Ich sehe was, was du nicht hörst
Es gibt Literatur fürs Auge, und es gibt Kabarett, Comedy und Poetry Slam. Schon beim Kabarett (Stichwort Dieter Hildebrandt) und bei der Comedy (Stichwort Rüdiger Hoffmann) konnte man feststellen, dass der Weg von der Bühne in ein Buch nicht jedem Text gut bekommt. Das kluge Auge sieht Dinge, die das dümmere Ohr nicht bemerkt. Und bei der Slam-Poetry-Poesie? Das im Satyr-Verlag erschienene »Kann denn Liebe Syntax sein?« des Slammers Philipp »Scharri« Scharrenberg hilft bei der Antwort.
»Wenn schon dichten, dann richtig – sonst kann man es auch lassen«, gibt er im Vorwort als Devise aus, aber richtig sind Rhythmus und Reim vieler Gedichte nicht. Trochäus (tam-ta) und Jambus (ta-tam) gehen durcheinander, manchmal grätscht ein Daktylus (tam-ta-ta), ein Anapäst (ta-ta-tam) oder ein Amphibrachys (ta-tam-ta) dazwischen; und manche Reime sind nicht dicht: Gut paart sich zwar das »weiße Blatt« mit »Scheiße satt« und, Stichwort Assonanz, der »Fötus« mit »Petrus«; aber Koppelungen wie »bibbert / lieb hat« oder »Zentimeter / Verbidentität« – nein, so geht es nicht; dann kann man’s wirklich lassen.

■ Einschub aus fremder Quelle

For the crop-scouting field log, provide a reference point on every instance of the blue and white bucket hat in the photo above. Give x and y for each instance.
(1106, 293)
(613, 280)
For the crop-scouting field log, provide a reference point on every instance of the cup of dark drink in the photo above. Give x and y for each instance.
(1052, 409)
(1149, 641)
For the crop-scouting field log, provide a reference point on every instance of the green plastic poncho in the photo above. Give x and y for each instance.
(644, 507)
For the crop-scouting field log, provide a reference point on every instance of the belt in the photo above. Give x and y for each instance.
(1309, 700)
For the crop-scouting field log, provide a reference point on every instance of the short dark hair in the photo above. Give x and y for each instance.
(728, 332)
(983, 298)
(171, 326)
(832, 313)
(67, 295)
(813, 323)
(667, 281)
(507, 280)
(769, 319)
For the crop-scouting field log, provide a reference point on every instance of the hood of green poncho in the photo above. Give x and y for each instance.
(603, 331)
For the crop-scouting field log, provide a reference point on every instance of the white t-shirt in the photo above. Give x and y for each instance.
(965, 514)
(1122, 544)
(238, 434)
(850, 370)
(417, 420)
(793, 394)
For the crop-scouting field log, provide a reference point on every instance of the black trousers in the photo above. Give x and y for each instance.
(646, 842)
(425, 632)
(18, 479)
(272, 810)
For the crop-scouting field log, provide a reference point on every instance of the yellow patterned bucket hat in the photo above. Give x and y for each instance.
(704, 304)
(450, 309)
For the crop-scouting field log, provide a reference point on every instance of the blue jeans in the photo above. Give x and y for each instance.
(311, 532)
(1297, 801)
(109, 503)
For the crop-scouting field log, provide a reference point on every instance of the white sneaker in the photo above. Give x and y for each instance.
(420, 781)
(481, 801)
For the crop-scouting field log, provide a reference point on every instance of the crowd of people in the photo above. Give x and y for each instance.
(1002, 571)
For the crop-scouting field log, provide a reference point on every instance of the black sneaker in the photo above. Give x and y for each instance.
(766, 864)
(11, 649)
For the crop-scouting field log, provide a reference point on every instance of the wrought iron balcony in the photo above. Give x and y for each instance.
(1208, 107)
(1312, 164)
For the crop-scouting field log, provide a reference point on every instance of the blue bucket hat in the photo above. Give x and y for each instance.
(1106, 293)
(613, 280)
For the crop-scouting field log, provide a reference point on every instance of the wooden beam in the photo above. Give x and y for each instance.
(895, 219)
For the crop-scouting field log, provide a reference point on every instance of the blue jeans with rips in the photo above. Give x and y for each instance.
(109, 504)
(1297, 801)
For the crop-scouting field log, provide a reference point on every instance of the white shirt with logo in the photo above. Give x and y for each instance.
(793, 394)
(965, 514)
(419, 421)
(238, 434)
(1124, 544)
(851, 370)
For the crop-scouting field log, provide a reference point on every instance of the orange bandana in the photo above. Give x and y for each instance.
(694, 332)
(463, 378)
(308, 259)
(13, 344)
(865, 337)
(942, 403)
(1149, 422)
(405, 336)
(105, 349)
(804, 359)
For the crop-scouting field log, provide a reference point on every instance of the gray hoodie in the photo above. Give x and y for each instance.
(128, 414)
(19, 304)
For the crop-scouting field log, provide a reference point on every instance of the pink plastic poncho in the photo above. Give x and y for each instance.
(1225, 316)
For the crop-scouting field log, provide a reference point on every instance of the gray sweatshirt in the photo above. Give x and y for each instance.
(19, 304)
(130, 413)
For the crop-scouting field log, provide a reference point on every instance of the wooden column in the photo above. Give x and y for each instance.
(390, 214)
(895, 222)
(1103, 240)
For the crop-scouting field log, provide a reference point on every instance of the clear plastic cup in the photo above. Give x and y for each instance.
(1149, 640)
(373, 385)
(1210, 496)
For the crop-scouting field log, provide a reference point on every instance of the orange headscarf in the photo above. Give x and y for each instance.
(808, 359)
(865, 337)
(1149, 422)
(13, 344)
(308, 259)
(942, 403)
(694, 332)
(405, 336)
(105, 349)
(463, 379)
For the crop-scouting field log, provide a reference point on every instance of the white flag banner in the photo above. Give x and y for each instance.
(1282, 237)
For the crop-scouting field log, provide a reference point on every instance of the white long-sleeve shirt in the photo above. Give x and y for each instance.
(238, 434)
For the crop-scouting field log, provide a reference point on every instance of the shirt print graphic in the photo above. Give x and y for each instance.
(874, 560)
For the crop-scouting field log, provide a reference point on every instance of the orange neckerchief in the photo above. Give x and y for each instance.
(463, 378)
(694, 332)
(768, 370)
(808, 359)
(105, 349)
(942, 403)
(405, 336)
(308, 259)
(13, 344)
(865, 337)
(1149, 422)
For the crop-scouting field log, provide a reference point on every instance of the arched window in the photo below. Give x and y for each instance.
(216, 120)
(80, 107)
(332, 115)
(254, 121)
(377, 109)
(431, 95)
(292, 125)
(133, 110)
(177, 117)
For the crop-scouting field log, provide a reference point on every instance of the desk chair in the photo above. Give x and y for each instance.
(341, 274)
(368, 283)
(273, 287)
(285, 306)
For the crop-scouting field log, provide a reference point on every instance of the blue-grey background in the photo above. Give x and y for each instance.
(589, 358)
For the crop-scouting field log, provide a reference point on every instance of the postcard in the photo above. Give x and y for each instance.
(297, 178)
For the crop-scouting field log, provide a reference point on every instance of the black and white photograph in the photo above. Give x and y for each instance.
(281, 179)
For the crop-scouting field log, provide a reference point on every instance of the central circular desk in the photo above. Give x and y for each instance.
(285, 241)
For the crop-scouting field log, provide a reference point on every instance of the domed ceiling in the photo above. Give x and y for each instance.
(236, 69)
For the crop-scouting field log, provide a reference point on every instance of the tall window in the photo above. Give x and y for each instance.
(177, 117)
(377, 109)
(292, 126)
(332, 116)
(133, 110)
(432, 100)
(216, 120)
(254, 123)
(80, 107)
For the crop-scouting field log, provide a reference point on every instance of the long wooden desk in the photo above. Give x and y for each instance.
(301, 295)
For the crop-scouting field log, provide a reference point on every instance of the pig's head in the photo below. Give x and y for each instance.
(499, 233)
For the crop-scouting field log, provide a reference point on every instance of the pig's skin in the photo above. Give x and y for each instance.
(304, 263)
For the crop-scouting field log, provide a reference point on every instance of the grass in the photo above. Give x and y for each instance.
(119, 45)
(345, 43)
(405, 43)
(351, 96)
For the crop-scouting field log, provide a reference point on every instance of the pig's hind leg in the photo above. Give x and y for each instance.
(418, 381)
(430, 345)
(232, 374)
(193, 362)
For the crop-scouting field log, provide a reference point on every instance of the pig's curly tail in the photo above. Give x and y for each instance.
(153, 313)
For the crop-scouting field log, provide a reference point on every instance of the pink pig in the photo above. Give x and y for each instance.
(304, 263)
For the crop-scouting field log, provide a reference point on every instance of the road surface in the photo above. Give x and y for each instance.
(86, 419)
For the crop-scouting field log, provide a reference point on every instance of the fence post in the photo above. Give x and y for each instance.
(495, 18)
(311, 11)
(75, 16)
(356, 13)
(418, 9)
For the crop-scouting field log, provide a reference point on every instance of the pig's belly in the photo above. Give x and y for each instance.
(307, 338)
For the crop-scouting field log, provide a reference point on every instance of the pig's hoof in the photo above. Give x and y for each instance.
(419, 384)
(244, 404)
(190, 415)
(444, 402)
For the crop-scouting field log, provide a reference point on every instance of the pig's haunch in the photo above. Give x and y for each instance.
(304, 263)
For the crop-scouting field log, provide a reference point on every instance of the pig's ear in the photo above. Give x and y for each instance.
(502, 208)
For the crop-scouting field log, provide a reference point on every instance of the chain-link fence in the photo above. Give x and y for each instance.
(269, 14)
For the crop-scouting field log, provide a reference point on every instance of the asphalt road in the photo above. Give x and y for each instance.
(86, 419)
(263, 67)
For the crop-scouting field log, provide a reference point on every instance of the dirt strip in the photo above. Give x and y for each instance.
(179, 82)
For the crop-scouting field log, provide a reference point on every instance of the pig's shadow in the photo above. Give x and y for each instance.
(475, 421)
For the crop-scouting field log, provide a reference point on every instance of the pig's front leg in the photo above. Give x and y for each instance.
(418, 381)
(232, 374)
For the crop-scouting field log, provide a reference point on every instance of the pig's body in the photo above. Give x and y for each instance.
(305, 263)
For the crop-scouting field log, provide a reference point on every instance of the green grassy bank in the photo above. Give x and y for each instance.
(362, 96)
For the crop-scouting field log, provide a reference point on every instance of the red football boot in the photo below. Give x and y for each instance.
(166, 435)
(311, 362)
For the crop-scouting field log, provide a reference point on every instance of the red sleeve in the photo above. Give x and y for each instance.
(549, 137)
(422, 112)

Lyrik ist oft ein Gran Verrücktheit beigemischt, weil der Reim- und Rhythmuszwang nicht jedes Mal mit dem Sinnzwang konform gehen kann. »Was heißt denn schon die Welt bedeuten? / Die Gesellschaft scheltend häuten?« lauten die ersten Zeilen des ersten Gedichts. Beim Häuten der Gesellschaft: hieß so nicht ein Buch von Günter Grass? Nicht ganz, aber Günter Grass häutete sich darin selbst bis auf den braunen Kern; bei Philipp Scharrenberg ist der Kern der Dichter Philipp Scharrenberg: Ob »Dichterduell« oder »Dichterweihe«, ob das Kleinepos »Von dem Verb, das ein Nomen sein wollte« oder die Heinz Erhardt weiterdichtende »Ballade von der Made«, der Dichter schreibt gern übers Dichten und verwandte Schreibtischtätigkeiten, wie sie z.B. »Der Nerd« ausübt; der Rest ist, was vom Alltag übrig bleibt. Wenigstens einmal gelingt es Scharrenberg da zu überraschen: mit der sauber pointierten »Berufswahl« eben nicht des Dichters, sondern eines Serienkillers. »Gefragt, durch welchen Dreh das Morden / Ihm denn zum Metier geworden, / Sprach er mit einem Quäntchen Lachen: / ›Ich wollte was mit Menschen machen.‹« Das, immerhin, sei mit einem Quäntchen Lächeln zitiert. Es muss ja nicht immer ein Quantum Lachen sein.